Security camera footage showing Tobias Rathjen (second left) at one of the cafes six days before the shooting of nine people in Hanau
Tobias Rathjen, 43, opened fire at two locations in the German city of Hanau, killing nine people and leaving six others injured before going back to his parents’ apartment where he shot his 72-year-old dead and then killed himself
Mourners attending a vigil for the victims of the double shooting in Hanau, near Frankfurt, last night. Nine victims were killed in the attacks on two shisha bars
After the attacks six people were also left wounded. According to prosecutors, Rathjen then went home to his apartment and shot his 72-year-old mother in the head, then killed himself.
The bloodbath was said to be one of post-war Germany’s worst racist attacks.
But today Rathjen was described as an inconspicuous trained bank clerk who gave few public signs of the far-right views he was quietly recording in a rambling manifesto.
Authorities said they had found a document on his home page filled with ‘obscure thoughts and absurd conspiracy theories’ that ‘pointed to deeply racist views’.
German media printed some of the text which called for the destruction of people across the Middle East, northern Africa and Asia.
‘In some parts it is very confused, there are many conspiracy theories articulated,’ Bild newspaper cited terrorism expert Peter Neumann as saying.
Those words and theories did not fit with the man that Claus Schmidt thought he knew.
Rathjen is then thought to have driven away from the first scene and gone 1.5miles to the Arena Bar and Cafe, where he opened fire on a sports car outside and then the cafe itself
Police securing the Midnight shisha bar where several people were killed when Rathjen opened fire around 10pm on Wednesday night
A mourner crying during a vigil for the victims of the terrorist shooting in Hanau, near Frankfurt, on Wednesday night
People mourn as they gather at the Marktplatz in Hanau holding pictures of the victims, holding a banner reading: ‘Racism and fascism kill everywhere’
The 50-year-old Schmidt, who runs the SV Diana Bergen-Enkheim shooting club that Rathjen joined, said: ‘He was totally inconspicuous.
‘There was not a hint of racism or hatred towards foreigners, not even an awkward joke. He was always friendly.
‘We have several club members with foreign roots and there was never a problem.’
Schmidt added that Rathjen had lived and worked in Munich but came back to the area last year after his job ended.
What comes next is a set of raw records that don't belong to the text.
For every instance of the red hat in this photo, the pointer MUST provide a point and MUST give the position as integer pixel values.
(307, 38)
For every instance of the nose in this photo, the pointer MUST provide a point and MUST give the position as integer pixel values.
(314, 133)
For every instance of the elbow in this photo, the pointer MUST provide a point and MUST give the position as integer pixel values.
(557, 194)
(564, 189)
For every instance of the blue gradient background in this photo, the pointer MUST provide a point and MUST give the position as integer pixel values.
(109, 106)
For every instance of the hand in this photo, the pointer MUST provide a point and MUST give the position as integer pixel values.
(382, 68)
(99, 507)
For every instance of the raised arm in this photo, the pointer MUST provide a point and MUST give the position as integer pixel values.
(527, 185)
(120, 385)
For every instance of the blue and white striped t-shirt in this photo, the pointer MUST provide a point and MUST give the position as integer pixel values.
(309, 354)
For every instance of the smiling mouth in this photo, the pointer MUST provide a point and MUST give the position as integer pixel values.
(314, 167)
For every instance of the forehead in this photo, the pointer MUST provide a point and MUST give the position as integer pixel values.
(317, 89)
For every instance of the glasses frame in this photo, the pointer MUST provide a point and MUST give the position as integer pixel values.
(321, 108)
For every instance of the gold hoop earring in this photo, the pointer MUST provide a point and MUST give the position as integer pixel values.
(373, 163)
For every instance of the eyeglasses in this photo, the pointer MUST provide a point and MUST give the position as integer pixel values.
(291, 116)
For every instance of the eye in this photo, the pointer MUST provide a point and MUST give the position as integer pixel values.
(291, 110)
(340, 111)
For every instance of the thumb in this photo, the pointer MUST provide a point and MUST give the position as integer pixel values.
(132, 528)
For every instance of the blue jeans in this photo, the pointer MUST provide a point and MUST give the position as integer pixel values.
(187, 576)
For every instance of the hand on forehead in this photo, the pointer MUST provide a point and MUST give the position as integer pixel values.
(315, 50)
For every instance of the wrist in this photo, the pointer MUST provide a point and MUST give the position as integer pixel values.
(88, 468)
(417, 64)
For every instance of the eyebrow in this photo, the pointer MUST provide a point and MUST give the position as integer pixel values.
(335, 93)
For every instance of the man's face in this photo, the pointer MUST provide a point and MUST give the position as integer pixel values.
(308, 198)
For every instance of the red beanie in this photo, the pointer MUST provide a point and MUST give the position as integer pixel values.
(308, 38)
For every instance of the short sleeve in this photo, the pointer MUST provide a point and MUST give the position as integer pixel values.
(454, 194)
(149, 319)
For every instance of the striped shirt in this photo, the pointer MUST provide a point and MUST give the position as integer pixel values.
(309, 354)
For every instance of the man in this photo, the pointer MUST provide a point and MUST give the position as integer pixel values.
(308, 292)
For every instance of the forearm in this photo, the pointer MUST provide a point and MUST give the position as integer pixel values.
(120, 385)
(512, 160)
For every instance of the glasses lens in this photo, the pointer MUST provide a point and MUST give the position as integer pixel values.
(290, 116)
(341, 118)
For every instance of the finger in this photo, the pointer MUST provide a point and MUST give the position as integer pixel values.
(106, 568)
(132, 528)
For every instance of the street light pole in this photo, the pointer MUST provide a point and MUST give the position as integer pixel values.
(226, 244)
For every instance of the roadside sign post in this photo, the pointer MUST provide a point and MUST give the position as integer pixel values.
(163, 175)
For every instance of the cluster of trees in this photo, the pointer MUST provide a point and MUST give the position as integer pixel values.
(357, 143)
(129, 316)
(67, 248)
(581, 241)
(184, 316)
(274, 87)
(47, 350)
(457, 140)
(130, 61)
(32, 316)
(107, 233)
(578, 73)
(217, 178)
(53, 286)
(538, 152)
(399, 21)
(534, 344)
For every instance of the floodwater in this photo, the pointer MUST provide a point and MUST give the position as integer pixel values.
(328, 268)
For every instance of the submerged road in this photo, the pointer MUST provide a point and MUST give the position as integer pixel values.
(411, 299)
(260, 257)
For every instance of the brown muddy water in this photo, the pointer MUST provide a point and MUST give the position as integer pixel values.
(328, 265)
Rathjen practised at the gun club twice or three times a week and had said he wanted to go to the United States.
Alongside the manifesto, prosecutors said the home page also linked to at least one YouTube video, posted within the last week.
Rathjen is thought to have got into this BMW (above) after the first shooting, drove a mile down the road to his second target, then returned to his home address where he killed himself
Mourners holding up photos of victims of Wednesday night’s gun attack, during a vigil close to the crime scene in Hanau
Rathjen, pictured bottom right in a yearbook photo from 1996, uploaded a manifesto online before carrying out his attacks detailing his belief in ethnic cleansing, mind control and that the government was following him
The video, which has now been removed, showed a middle-aged white man with a receding hairline, smartly dressed in a white open-necked shirt and dark jacket.
He addressed Americans in fluent, if accented, English, warning them that their country is under the control of ‘invisible secret societies’.
There was no mention of race and it had not been enough to flag him up to authorities.
‘At the moment there is no information about previous convictions against him or investigations with a political background,’ the public prosecutor said in a statement.
Rathjen’s home page, which has also now been removed, also showed an interest in America – the main page displayed a picture of a bald-headed eagle.
But the rest was focused on his curriculum vitae – from high school in Hanau, to his training as a bank clerk in Frankfurt to his business administration certificate, secured in 2007.